The situation in which she finds herself at the beginning of the documentary is with her mother Ann, who in immobile having suffered from a stroke, and her father, Ian, who despite having been separated from Ann, decides to return home, not so much to help out, but to clear up a few bits of nagging family business. Guthrie herself intones a narration which rides on her own inadequacies, particularly how she is unable to face up to her father directly and question the motives of his occasionally eccentric actions. She also knows that just because the little red light on the camera is beaming, you don’t need to spark undue confrontation and discomfort.
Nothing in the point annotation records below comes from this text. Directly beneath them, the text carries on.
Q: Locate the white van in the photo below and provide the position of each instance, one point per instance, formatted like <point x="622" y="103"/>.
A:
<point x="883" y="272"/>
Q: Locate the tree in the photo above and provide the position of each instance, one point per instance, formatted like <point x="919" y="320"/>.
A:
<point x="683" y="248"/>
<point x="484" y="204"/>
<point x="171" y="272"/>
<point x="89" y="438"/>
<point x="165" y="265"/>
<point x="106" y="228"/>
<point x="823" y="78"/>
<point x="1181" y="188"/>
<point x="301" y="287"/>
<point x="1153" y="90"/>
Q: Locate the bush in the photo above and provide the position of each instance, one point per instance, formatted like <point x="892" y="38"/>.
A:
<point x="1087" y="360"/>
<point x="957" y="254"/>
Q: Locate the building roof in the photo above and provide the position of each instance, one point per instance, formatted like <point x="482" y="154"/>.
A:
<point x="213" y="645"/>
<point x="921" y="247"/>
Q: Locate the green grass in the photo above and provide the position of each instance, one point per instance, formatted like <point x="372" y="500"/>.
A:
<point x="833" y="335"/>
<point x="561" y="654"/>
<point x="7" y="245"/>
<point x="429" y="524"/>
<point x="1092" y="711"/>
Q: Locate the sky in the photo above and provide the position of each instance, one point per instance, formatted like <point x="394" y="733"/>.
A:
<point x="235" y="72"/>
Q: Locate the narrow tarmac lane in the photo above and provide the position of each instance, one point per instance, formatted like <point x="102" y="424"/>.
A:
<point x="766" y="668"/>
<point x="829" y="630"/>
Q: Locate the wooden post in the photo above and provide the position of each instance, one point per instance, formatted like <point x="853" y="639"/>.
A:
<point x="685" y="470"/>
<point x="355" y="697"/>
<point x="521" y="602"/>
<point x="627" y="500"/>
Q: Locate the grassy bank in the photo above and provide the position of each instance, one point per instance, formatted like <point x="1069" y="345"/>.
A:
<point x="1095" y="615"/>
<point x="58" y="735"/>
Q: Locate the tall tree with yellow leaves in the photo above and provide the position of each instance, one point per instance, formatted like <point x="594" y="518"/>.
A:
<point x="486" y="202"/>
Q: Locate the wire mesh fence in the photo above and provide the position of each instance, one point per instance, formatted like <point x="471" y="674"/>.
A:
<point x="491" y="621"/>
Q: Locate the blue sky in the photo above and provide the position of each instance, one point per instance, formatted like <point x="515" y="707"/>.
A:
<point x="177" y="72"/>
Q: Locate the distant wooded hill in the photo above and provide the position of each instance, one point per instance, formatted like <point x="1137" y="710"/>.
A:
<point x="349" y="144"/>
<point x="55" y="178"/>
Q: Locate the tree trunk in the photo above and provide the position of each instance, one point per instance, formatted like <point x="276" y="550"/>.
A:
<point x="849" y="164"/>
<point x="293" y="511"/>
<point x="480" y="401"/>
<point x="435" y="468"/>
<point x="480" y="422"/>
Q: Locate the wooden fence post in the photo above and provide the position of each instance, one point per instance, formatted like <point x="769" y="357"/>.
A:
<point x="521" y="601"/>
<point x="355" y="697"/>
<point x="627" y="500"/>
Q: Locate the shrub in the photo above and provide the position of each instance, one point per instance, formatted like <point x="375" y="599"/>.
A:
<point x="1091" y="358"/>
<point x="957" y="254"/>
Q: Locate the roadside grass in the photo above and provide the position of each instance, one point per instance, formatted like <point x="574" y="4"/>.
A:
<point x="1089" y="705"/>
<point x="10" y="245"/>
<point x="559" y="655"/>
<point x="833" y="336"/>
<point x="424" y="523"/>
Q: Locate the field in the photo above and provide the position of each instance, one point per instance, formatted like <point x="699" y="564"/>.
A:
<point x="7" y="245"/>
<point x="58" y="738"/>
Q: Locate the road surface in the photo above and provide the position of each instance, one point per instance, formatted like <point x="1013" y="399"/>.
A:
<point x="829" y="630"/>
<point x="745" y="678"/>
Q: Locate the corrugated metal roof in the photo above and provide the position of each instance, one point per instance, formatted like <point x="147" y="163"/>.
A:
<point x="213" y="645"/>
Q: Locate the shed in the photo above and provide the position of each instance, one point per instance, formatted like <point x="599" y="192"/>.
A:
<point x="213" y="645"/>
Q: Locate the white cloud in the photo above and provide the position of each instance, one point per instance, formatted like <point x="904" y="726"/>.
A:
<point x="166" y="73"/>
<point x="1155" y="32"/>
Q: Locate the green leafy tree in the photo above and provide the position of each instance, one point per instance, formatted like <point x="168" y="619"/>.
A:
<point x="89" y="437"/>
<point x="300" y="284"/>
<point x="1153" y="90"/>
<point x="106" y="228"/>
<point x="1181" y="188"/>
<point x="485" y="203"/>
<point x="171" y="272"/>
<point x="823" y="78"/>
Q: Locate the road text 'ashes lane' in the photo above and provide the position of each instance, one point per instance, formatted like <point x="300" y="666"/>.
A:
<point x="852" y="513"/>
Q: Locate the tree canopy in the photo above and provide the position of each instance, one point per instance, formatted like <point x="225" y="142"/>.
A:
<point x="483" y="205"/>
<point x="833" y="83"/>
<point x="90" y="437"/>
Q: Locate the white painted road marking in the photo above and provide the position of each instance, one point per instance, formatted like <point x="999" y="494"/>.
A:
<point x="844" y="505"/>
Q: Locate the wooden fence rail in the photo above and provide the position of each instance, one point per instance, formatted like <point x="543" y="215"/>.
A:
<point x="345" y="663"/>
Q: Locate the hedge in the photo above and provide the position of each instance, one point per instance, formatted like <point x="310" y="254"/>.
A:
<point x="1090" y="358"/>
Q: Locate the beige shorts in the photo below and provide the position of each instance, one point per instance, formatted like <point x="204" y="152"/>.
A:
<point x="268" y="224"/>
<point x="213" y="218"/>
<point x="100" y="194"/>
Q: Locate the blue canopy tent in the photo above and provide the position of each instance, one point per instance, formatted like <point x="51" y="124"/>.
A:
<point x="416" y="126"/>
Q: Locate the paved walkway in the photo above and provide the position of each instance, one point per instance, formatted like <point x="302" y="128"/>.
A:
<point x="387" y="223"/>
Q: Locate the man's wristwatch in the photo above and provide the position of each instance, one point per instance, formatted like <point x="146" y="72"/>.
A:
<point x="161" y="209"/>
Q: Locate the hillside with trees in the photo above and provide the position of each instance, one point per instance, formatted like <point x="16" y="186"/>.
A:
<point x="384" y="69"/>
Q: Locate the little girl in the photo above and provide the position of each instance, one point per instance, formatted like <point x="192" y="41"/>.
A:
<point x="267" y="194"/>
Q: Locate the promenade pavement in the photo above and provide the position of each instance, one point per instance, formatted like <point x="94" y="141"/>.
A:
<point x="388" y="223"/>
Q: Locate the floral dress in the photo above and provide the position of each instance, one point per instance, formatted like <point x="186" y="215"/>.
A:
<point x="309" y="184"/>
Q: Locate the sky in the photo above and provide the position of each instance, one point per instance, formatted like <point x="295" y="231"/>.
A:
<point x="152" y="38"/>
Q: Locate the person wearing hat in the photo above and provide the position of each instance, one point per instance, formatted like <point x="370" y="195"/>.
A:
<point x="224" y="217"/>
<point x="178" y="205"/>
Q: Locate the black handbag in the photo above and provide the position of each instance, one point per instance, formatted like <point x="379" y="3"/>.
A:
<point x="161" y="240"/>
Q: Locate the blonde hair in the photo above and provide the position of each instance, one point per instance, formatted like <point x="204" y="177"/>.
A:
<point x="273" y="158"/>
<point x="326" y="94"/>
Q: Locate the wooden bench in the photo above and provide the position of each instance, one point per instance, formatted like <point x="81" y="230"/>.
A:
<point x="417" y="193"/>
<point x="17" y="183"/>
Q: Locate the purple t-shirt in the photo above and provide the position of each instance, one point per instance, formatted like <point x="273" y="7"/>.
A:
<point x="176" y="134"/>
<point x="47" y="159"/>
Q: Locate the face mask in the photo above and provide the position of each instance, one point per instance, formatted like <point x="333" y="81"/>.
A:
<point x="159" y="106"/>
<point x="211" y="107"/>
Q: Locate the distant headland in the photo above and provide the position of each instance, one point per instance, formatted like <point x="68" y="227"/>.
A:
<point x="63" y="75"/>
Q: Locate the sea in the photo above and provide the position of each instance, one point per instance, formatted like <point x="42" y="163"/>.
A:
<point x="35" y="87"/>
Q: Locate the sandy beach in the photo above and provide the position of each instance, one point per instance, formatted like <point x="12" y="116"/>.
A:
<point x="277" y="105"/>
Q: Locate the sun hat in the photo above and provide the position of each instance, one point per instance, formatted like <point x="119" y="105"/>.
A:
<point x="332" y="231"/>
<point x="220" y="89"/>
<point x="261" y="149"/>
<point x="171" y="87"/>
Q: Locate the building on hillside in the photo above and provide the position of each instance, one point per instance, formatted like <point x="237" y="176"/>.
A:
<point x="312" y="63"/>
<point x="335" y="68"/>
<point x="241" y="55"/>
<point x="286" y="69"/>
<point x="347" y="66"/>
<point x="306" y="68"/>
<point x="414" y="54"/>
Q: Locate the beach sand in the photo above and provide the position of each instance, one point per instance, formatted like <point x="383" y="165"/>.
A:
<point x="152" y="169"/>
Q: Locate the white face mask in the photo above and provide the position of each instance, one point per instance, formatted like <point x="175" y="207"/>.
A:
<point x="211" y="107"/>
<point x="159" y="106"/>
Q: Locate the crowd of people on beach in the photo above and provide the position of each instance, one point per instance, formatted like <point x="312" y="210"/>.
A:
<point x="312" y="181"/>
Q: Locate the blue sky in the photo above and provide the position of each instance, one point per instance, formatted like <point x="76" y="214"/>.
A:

The film is all the more tender and fragile for the fact that the immense discord festering underneath the images remains there, only for Karen to acknowledge in the edit.

It’s rather bizarre (and dramatically fortuitous) just how many twists and surprises lurk in the future, and it’s clear that this perhaps isn’t the movie that Guthrie originally intended to make. She never tries to force meaning onto the events that occur, instead just rolling along with them, observing happiness rather than conflict. It channels a tradition of British social realist fiction filmmaking into a documentary template, and it simultaneously celebrates and criticises the form’s sentimental tendencies. Pure objectivity in films like this is a myth, but Guthrie is open about the fact that this is personal. She manages to build conflict without causing pain. It’s an exceptional piece of work.

Published 5 Nov 2015

Anticipation.

Not heard much about this one.

Enjoyment.

Honest, emotional and packed with insight on how to deal with life’s natural messiness.

In Retrospect.

Cannot wait to see what Guthrie does next, or whether she’ll find a story as rich as this one.